If correct, that would mean that even in 20 years' time the scale of marital breakdown in Ireland among the middle-aged could be no more than half the present overall breakdown rate in Britain.

This runs contrary to the kind of fears expressed by some Catholic Church leaders at the time of the divorce referendums of 1986 and 1995.

Moreover - although this is, of course, influenced by a time-lag effect - at this stage less than half of marriage breakdowns have led to divorce.

However, in the four years between the last two censuses this ratio of divorces to breakdowns rose by one-third, and this divorce-to-breakdown ratio is likely to continue to increase in the years ahead - rising eventually, I would judge, towards a situation in which perhaps two-thirds of all breakdowns might end in divorce. But, even if this happens, on the basis of the breakdown rate rising to about 25 per cent in 2025, the divorce rate would be unlikely by then to have reached a figure significantly above one-sixth of all marriages. That would be in line with the rate that I forecast at the time of the 1986 divorce referendum.

What proportion of women who have gone through a divorce then remarry? So far this has occurred following only 30 per cent of divorces.

The fact that this ratio is currently so low will surprise many people as there was a widespread assumption that the demand for the introduction of divorce from the 1970s onwards was mainly a reflection of a desire on the part of people whose marriages had broken down to enter into second unions recognised by the State.

In fact fewer than expected of those whose marriages have broken down and who have entered into second unions have felt a need to regularise their situation by entering into marriage for a second time.

To some degree this reflects the fact that a minority of couples have chosen cohabitation rather than marriage, at least for a period. The 2006 census recorded 119,000 couples of the opposite sex reporting cohabitation but that is only 7 per cent of all couples living together. However, more than one-third of these had children and reported co-habitation had risen by more than half since 2002.

As might have been expected, marriage breakdown remains more frequent in urban than rural Ireland.

Thus in our main cities the breakdown rate is on average 40 per cent higher than elsewhere in the country. Indeed in the case of the city of Limerick, marriage breakdown is almost twice as high as it is outside our five main centres and is 40 per cent higher there than in Dublin. This Limerick phenomenon would seem to merit further study.

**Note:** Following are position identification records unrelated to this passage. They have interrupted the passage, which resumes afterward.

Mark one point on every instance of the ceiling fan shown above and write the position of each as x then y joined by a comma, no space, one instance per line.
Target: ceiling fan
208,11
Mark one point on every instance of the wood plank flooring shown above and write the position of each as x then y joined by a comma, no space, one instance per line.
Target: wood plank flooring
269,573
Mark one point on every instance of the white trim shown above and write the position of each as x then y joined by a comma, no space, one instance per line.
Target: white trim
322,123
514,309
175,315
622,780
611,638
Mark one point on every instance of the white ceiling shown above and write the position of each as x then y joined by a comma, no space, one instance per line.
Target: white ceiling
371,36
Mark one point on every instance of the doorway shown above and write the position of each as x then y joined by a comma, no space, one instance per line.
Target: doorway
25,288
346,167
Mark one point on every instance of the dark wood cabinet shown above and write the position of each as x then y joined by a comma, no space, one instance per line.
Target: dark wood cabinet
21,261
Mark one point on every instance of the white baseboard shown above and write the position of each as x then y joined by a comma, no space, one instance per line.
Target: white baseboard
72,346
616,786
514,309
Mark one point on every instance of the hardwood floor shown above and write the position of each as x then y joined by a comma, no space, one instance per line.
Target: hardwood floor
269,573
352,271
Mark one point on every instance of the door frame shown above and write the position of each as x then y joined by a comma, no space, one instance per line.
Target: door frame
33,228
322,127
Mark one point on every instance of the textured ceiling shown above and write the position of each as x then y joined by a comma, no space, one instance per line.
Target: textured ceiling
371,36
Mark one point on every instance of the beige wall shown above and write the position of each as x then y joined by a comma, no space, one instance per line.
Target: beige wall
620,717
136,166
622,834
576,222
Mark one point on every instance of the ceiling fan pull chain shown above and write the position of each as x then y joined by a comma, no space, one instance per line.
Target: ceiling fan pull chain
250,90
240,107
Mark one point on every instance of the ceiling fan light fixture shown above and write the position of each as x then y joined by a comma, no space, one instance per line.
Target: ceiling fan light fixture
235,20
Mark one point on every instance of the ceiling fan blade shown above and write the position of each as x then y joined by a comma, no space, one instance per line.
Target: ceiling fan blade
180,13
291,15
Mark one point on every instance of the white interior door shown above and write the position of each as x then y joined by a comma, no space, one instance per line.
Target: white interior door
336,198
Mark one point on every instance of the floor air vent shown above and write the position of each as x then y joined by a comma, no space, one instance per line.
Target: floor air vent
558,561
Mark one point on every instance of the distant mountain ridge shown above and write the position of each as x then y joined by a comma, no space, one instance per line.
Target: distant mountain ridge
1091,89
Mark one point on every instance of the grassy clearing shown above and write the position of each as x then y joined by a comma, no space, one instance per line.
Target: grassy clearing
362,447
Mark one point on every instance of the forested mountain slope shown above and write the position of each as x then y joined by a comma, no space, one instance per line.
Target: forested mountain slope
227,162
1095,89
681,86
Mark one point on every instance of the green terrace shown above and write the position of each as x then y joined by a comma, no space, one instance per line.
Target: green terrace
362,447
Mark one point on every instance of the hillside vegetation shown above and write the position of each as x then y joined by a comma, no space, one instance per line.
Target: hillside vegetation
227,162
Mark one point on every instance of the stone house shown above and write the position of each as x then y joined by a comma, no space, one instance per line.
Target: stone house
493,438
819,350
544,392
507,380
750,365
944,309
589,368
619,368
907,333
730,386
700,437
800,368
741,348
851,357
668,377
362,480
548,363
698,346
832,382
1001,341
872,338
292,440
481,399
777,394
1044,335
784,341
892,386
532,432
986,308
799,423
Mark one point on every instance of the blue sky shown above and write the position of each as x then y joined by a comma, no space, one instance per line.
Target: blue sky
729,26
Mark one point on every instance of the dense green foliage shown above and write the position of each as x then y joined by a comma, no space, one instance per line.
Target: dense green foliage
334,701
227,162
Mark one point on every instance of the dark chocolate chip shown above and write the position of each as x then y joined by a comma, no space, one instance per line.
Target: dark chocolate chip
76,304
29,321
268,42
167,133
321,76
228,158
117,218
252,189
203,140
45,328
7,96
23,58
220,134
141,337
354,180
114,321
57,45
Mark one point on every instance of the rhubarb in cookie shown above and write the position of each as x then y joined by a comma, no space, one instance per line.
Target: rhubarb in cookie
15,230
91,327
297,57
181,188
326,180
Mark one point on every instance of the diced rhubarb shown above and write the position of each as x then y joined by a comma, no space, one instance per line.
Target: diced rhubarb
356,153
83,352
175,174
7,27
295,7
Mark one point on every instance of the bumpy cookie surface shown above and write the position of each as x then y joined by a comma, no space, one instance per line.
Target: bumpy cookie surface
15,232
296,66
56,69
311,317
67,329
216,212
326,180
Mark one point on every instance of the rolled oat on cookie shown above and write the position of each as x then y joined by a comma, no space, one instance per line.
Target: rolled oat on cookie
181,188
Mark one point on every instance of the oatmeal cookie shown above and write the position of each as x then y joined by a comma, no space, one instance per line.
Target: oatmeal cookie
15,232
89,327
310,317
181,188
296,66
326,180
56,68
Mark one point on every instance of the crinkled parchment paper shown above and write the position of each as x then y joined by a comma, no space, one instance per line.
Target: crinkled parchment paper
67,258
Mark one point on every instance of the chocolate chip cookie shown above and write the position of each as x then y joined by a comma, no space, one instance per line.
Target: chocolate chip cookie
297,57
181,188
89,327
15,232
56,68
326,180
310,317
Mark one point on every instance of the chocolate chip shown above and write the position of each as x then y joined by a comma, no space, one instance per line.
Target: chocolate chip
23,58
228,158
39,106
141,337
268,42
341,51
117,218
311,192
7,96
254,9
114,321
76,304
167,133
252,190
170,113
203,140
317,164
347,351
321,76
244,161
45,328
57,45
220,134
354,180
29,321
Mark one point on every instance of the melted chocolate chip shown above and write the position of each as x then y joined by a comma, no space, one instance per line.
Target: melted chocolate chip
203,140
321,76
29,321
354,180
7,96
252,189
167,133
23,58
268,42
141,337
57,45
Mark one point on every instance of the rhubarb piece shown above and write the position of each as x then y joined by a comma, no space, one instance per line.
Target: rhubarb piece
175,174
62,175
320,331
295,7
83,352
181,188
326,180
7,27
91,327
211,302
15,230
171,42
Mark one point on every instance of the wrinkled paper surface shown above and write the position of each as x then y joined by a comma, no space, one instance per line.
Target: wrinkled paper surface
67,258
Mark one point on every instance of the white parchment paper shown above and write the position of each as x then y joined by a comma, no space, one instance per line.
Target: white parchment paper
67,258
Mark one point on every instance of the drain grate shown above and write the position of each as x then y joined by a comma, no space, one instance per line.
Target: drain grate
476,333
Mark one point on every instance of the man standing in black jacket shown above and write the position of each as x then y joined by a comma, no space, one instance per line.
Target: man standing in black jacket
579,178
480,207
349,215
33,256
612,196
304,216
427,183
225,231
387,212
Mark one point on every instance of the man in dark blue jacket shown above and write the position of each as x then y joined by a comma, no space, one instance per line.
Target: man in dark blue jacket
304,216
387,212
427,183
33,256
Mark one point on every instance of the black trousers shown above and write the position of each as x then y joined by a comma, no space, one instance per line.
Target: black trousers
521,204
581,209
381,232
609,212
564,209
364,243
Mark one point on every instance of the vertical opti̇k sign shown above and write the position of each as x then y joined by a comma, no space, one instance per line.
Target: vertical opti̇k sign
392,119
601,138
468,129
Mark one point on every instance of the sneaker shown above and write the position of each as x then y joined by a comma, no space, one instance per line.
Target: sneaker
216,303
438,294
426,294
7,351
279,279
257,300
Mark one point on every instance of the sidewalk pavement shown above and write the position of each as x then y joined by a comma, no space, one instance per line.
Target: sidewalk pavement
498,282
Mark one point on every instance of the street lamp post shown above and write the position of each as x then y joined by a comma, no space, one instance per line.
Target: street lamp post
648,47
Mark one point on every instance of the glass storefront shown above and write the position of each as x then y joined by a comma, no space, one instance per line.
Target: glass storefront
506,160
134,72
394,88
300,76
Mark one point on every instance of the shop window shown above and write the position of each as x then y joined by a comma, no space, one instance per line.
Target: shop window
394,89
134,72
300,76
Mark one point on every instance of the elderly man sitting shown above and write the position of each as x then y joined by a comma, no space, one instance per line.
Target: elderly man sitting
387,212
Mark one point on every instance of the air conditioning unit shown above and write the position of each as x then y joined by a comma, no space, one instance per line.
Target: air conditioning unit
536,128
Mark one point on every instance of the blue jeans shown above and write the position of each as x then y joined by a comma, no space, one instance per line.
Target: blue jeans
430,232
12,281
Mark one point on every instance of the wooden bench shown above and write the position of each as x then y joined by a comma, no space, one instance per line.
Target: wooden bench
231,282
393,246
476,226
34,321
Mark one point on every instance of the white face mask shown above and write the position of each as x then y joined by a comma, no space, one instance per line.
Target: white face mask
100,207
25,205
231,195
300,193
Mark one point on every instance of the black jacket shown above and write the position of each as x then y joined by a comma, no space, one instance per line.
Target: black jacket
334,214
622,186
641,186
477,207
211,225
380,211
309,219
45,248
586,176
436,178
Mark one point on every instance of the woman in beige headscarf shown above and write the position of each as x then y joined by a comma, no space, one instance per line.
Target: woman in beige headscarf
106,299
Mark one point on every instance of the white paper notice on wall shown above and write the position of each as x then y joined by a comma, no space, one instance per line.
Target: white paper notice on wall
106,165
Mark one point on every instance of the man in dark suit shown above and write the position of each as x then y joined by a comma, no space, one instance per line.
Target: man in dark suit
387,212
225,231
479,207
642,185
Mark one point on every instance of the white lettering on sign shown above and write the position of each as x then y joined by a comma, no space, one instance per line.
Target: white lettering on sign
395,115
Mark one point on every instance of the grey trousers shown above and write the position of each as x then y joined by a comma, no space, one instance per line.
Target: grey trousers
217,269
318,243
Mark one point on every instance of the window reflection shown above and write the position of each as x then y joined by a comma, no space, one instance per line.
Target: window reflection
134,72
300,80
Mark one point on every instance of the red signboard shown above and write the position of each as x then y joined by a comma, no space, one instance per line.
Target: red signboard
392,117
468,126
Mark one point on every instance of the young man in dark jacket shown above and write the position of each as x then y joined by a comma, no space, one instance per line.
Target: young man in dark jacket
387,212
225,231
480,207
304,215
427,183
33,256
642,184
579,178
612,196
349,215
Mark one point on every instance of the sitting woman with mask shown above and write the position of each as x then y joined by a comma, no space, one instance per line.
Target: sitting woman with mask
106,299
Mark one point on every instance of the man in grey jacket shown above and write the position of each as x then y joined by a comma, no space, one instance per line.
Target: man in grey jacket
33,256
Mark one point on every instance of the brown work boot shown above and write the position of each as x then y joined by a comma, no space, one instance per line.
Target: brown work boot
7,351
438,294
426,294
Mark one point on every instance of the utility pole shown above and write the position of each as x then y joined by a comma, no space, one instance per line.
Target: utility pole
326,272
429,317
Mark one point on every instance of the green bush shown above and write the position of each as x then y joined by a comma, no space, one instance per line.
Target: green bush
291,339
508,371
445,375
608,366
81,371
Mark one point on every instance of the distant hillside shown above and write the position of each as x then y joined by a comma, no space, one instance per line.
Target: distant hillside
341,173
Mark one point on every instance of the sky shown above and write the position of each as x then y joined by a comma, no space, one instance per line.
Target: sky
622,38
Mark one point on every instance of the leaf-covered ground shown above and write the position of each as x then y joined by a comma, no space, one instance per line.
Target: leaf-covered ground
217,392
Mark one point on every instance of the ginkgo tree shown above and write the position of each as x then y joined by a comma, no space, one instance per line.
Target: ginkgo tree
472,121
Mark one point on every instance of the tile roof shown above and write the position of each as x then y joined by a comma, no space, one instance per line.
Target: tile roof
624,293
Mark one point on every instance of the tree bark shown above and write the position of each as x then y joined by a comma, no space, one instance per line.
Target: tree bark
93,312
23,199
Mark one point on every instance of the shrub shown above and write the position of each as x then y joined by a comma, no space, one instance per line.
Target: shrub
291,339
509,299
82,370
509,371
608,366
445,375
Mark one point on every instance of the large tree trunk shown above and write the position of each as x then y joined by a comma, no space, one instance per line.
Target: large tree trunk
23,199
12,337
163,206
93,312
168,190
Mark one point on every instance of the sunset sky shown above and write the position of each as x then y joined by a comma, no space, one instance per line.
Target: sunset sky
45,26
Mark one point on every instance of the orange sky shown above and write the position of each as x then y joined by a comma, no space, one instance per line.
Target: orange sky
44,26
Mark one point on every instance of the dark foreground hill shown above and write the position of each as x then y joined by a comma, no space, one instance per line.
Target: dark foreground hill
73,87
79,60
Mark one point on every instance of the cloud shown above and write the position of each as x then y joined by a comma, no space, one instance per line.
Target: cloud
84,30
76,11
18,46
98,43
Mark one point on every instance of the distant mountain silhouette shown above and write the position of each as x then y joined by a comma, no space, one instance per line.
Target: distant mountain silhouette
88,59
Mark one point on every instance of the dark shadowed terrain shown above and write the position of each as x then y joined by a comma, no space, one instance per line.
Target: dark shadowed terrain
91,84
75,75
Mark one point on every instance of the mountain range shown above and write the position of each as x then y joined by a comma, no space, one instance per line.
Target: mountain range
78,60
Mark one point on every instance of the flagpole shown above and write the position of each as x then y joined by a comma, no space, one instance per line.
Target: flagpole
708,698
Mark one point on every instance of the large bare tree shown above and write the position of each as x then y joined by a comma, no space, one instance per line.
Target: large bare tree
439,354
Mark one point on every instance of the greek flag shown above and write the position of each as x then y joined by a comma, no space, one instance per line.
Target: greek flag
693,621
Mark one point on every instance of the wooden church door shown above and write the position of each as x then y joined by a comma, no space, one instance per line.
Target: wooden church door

There is also a strong case for research into the impact of marriage breakdown on the children involved. As far as I am aware, we have no information on the proportion of children involved in such breakdowns, nor on how they are affected by the separation of their parents. We do not even know what proportion of them retain contact with both of their parents.

For a country which likes to think of itself as child-oriented and child-caring, we are remarkably insensitive to issues of this kind - just as we have almost totally neglected the issue of pre-schooling, and have made grossly inadequate provision for parental leave to facilitate caring for very young children by working parents.

The insensitivity of our government system to such social issues was vividly demonstrated some years ago when, through the introduction of tax individualisation, incentives were introduced to encourage parents, including those with young children, to re-enter employment - even when they might have preferred to care for their children themselves, if they could have afforded it.

I believe that parents should be left free, without misguided economically-oriented State interventions, to decide for themselves the extent to which both of them should work when their children are young.

The whole area of childcare, especially in the case of less well-off parents, including single mothers, who find it necessary to work while their children are young, has also been grossly neglected by our governments.

Through such social neglect we are storing up problems for our society in the decades to come.